[b]A jak to jest z koalicją SLD – PiS w telewizji publicznej?[/b]
Sprawa jest prosta – po raz pierwszy od 20 lat pojawił się wiarołomny premier, który najpierw wyraził zgodę na prace nad nową ustawą medialną, a potem zerwał porozumienie. Obnażył w ten sposób swoje prawdziwe intencje, czyli chęć zniszczenia mediów publicznych. A to oznacza, że jest skrajnym liberałem, bo gotów jest odebrać ludziom najtańszy dostęp do informacji, edukacji i kultury. Wszystko co później nastąpiło, a więc fakt, że ludzie niegdyś związani z lewicą przyjęli propozycję od członków Krajowej Rady Radiofonii i Telewizji objęcia stanowisk w publicznym radiu i telewizji, jest konsekwencją tamtej decyzji premiera Tuska.

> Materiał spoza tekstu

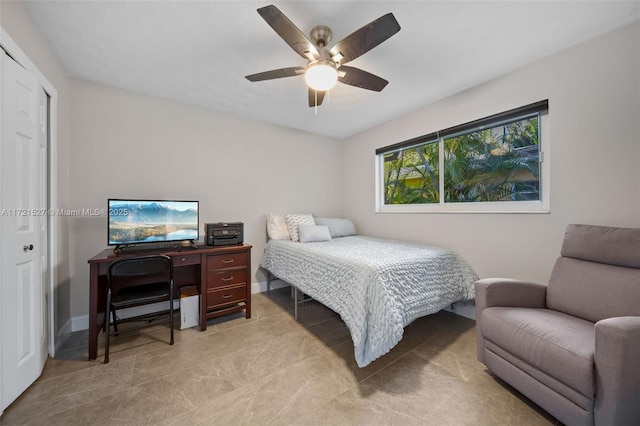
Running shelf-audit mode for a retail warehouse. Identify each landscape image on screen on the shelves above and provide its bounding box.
[108,200,198,245]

Bo porozumienia na poziomie partii nie ma. Co więcej, jestem przekonany, że PiS prędzej czy później zostanie usunięte z mediów publicznych.
[b]Z układu sił w Krajowej Radzie Radiofonii i Telewizji wynika, że to nie jest możliwe.[/b]
Czas obecnej Rady też się kiedyś skończy.
[b]A więc chciałby pan współrządzić z PO, partią liberalno-konserwatywną, na której czele stoi polityk wiarołomny?[/b]
Łączy nas proeuropejskość, która może być dobrym punktem wyjścia. Byłoby jednak dobrze, gdyby Platforma Obywatelska potwierdziła swoją europejskość, przyjmując Kartę praw podstawowych, którą wspólnie z PiS zablokowała.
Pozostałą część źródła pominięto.